Following the Powell memo blueprint, the Federalist Society was founded by a group of students at elite law schools (Harvard, Yale, and University of Chicago) in 1982. Although it purports to stand for a “textualist” and “originalist” interpretation of the U.S. Constitution, its main goal was to promote judges in the Federal judiciary who were anti-regulation, anti-environment, and anti-union. According to the American Bar Association, there are over 1.3 million lawyers in the United States—a number which has been relatively consistent over the past decade.  The Federalist Society estimates that it has about 60,000 members, which includes law students and academics as well as practicing lawyers. But even assuming all 60,000 members were admitted to law practice, this would mean they comprise only 4.6% of practicing attorneys. Yet today six Federalists sit on the U.S Supreme Court. So…the outsize influence of Federalists in the U.S. Court system can be analogized to the outsized influence of big money interests in our politics. And…surprise!…both are interconnected!

It is not just the über-right wing Federalist Society that feeds the pipeline to the Federal judiciary, but a small core of elite law firms. Two of the most well-known of these are Jones Day (with 2,513 attorneys) and Gibson, Dunn & Crutcher (with over 1,600 attorneys). These are large, globe-spanning, corporate-focused law firms who generally recruit only from elite law schools (who themselves tend to recruit from elite or upper-middle-class families and alums). They are known for defending oil companies (most notably, Chevron), as well as corporations generally. These law firms disproportionately feed both the U.S. Supreme Court (former Justice Scalia) and the federal judiciary as well as Presidential cabinet and other high-level positions. Former Gibson, Dunn and Crutcher attorneys include the currently (in)famous Judge Aileen Cannon (in the Mar-A-Lago documents case) as well as current President Biden nominee Jennifer Reardon (who defended Chevron during her time at the firm) for the Southern District of New York—suggesting that elite capture of the judiciary has been bipartisan.

The conservative right has traditionally been the champion of states’ rights, and the essence of federalism is that states should serve as “laboratories of democracy.” That is, the federal government sets the “floor” of mandatory legal protections, but states are free to expand upon them. Working people found out that they were able to make their voices heard in state legislatures, and so some states raised the minimum wage above the federal mandate, passed more stringent environmental protections, and expanded ways and times for citizens to vote. But now we are seeing a retreat from the absolutist view of states rights. States rights are to be defended when they serve to control the “little people,” (Blacks, women, workers), but can be infringed when they seek to expand or protect the same.

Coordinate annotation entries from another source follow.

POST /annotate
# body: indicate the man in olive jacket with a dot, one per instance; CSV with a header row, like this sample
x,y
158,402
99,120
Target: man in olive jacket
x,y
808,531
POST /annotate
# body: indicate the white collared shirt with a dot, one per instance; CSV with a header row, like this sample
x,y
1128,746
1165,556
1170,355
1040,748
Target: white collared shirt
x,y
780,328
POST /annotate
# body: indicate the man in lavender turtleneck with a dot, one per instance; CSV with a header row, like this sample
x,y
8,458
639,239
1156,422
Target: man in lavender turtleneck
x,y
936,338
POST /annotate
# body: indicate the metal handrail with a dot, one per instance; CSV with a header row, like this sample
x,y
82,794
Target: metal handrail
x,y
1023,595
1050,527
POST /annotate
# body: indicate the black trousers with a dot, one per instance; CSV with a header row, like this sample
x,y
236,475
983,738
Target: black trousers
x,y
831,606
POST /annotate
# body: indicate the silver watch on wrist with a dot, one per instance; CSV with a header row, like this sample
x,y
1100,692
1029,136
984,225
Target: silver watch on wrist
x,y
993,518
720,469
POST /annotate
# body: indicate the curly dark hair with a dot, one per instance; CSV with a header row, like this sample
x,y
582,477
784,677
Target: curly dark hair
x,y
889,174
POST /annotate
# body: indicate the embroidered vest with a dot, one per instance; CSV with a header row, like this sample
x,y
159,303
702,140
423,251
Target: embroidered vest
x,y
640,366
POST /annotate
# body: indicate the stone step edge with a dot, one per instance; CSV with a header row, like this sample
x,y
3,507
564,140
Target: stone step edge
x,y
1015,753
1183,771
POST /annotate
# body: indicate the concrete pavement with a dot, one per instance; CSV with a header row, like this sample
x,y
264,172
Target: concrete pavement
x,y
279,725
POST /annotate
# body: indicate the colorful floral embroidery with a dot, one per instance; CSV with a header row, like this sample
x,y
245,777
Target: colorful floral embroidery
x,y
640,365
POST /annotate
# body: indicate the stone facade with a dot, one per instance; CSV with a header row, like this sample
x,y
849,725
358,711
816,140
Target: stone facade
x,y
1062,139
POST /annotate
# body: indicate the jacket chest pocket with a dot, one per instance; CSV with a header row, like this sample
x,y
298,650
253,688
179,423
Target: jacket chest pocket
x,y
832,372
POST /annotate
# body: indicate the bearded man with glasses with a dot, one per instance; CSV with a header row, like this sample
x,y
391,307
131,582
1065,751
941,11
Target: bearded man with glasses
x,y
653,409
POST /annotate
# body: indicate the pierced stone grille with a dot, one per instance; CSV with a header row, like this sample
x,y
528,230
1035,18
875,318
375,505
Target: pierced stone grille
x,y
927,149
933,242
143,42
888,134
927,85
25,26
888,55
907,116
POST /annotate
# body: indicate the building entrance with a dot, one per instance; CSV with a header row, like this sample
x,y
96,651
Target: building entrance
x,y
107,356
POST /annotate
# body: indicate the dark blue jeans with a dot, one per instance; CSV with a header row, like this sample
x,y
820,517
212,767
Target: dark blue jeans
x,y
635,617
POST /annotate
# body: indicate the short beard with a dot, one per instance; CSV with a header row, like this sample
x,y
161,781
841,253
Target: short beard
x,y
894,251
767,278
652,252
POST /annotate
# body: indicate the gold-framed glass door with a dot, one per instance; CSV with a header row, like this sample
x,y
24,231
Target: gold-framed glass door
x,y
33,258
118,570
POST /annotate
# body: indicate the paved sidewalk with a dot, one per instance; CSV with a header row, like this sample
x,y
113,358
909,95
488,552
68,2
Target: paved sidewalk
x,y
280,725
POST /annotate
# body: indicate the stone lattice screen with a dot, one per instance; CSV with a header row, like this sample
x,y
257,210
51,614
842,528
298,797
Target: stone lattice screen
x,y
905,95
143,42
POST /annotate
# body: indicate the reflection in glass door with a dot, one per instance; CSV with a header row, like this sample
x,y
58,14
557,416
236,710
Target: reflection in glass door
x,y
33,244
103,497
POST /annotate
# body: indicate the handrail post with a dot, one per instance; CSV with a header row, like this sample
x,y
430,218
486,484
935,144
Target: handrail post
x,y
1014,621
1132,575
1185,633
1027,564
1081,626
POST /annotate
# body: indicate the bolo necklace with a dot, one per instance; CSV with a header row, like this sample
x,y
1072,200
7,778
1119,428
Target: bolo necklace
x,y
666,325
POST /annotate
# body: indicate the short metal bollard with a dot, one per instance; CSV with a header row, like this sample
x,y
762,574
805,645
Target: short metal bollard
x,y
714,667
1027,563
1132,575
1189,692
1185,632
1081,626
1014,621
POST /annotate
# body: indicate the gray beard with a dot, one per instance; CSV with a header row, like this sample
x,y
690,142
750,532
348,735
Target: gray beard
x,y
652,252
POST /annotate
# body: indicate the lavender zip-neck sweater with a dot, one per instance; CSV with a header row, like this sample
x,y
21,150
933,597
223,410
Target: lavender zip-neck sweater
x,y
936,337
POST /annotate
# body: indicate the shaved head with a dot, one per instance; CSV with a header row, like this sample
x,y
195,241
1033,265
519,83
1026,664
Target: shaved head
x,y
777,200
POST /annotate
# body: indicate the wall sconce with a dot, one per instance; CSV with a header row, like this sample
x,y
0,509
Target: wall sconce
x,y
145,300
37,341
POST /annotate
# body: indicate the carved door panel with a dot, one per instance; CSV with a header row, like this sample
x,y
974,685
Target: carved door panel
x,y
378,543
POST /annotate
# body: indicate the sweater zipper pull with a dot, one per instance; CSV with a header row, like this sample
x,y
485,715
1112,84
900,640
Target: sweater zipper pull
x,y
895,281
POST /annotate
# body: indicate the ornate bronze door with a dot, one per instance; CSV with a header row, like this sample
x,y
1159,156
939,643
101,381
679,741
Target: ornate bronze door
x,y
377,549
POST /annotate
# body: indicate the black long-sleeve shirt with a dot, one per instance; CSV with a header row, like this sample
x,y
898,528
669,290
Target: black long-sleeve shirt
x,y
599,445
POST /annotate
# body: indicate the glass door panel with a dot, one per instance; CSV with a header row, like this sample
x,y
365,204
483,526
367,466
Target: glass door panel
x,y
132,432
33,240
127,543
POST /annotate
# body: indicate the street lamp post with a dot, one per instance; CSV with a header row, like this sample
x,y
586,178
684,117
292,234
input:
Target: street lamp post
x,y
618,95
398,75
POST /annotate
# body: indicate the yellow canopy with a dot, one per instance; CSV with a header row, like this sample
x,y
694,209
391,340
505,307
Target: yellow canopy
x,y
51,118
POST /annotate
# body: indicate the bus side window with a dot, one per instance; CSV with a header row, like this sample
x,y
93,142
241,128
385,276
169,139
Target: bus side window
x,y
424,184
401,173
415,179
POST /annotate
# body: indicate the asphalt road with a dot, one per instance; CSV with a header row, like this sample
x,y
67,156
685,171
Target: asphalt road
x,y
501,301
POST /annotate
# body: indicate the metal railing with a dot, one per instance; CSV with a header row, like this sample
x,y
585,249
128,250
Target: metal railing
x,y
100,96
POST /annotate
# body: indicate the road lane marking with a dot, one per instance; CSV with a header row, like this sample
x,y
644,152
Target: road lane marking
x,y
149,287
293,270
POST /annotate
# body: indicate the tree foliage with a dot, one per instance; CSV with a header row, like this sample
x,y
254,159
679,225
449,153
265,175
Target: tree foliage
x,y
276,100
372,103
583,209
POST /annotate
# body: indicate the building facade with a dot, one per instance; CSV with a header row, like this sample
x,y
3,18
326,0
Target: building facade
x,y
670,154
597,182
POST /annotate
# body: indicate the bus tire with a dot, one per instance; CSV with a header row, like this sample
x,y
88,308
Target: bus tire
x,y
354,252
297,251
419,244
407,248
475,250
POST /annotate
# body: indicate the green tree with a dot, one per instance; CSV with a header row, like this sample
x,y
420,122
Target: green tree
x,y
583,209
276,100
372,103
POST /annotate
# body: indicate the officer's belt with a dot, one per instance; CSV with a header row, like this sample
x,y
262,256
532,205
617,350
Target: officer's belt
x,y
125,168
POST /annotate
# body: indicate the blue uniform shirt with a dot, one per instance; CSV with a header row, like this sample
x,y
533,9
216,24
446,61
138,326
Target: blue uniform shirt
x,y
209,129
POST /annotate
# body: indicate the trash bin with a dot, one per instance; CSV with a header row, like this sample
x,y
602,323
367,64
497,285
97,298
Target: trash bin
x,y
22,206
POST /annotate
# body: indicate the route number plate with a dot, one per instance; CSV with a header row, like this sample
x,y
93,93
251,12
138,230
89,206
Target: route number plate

So long as the will of working people was able to be expressed anywhere, owning Congress, the Supreme Court, and exerting outsized influence on both major parties and presidential elections was not sufficient to meet the elite’s goal of total domination. The American Legislative Exchange Council (ALEC) was founded in 1973 for the purpose of drafting “model legislation” to introduce in state legislatures. Today, ALEC is funded primarily by corporate interests and right-wing oligarchs. ALEC-sponsored legislation focused primarily on reducing regulations and taxes on corporations, but it also worked to make voter registration more stringent, weaken labor unions, and pass state “right to work” laws. Unions are viewed as a double threat, because they not only work to insure a more equitable division of collective production between capital and labor, unions also provide a structure that facilitates civic participation among working people, along with pathways to influence larger policies that affect workers.